Cutaneous warts, which can range in size from tiny papules to enormous plaques (1–10 mm or greater), are distinct, benign epithelial hyperplasia with variable degrees of surface hyperkeratosis. Lesions appear at locations of minor skin injuries and are distinct, dispersed, and solitary. The pathognomonic "red or brown dots" during dermoscopy indicate thrombosed dermal papilla capillary loops. The plantar surface of the foot has a tiny, shiny papule that develops into a plaque with a rough, hyperkeratotic surface and brown or black spots scattered throughout. Tenderness may be noticeable, particularly in some acute kinds and in lesions over pressure points like the metatarsal head.

Molluscum contagiosum, seborrheic keratosis, actinic keratosis, squamous cell carcinoma in situ, syringoma, tinea versicolor, and superficial basal cell carcinoma are among the differential diagnoses that accompany the clinical diagnosis.

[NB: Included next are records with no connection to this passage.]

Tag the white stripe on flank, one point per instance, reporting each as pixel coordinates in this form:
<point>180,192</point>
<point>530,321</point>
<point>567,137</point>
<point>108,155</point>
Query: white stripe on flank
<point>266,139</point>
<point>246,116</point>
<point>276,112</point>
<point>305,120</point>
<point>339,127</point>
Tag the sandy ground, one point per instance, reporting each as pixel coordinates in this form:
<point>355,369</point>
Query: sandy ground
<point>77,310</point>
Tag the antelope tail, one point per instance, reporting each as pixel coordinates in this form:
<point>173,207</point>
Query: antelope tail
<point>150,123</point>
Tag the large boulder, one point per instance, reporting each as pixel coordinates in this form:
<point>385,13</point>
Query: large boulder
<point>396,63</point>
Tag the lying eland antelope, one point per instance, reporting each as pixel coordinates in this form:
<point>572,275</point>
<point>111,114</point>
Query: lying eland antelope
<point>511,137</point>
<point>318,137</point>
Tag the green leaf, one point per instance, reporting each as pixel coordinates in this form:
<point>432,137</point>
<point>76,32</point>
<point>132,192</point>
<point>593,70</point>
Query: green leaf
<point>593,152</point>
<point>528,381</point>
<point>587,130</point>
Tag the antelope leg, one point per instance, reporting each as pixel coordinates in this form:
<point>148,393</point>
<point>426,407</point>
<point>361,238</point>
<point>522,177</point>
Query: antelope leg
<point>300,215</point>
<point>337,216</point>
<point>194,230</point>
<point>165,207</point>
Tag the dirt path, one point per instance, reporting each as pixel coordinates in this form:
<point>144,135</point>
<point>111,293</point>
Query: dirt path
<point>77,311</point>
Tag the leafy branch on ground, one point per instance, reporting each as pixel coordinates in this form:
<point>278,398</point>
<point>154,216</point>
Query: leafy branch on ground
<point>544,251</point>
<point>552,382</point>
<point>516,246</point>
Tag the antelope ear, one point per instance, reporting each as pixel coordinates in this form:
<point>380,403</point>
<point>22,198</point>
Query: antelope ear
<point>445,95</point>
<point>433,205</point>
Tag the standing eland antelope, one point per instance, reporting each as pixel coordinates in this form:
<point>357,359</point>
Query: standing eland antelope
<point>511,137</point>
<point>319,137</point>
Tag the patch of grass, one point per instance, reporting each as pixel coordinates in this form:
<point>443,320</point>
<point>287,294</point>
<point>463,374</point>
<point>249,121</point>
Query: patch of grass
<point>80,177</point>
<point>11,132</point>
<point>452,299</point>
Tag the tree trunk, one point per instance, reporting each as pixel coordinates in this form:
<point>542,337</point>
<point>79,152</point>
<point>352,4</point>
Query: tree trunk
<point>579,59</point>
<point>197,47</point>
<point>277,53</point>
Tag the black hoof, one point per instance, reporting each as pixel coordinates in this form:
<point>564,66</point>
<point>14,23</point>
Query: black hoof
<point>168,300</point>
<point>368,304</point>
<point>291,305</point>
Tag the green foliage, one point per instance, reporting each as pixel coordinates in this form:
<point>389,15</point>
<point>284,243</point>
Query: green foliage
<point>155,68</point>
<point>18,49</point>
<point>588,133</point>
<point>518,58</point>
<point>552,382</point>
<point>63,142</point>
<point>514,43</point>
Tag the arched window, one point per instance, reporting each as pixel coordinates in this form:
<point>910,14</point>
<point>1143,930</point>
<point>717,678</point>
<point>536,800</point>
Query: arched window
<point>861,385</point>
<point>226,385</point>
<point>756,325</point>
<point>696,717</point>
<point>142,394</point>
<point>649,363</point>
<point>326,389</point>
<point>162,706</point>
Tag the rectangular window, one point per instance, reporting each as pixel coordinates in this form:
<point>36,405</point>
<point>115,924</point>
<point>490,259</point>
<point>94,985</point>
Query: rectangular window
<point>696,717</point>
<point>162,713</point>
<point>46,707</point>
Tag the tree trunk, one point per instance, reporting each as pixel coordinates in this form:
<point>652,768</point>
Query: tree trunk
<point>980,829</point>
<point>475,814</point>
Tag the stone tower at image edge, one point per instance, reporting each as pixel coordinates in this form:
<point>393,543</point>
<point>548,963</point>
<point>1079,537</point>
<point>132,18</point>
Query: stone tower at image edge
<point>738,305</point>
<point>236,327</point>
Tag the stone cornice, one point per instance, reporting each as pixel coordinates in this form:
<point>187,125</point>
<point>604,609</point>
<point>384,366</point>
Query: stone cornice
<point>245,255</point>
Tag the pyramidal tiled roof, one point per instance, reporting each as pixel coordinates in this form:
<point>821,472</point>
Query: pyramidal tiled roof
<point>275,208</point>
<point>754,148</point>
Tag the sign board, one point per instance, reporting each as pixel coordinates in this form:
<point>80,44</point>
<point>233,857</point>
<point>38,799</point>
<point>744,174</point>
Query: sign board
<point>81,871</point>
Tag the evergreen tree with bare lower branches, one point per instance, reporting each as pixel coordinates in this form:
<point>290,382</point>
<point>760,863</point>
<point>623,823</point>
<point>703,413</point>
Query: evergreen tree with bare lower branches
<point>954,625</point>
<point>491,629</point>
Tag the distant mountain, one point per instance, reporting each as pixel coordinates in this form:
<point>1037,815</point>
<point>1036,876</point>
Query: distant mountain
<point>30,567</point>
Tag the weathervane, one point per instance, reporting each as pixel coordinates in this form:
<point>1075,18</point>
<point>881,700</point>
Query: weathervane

Given that spontaneous resolution typically takes place over the course of several months or years, aggressive interventions should generally be avoided as they can be extremely painful and leave scars. More intensive therapy are necessary for plantar warts that cause pain due to their position. There are inexpensive, very effective over-the-counter medications that cause very little discomfort. Use a 10%–20% salicylic acid and lactic acid in collodion with occlusion for small lesions, and 40% salicylic acid plaster for one week before applying the mixture in collodion for larger lesions. Options for treating resistant warts include electrosurgery, which is more successful but has a higher risk of scarring, or light cryosurgery with a cotton-tipped applicator or cryospray, which involves freezing the wart and 1-2 mm of surrounding normal tissue for about 30 seconds and repeating the procedure every four weeks.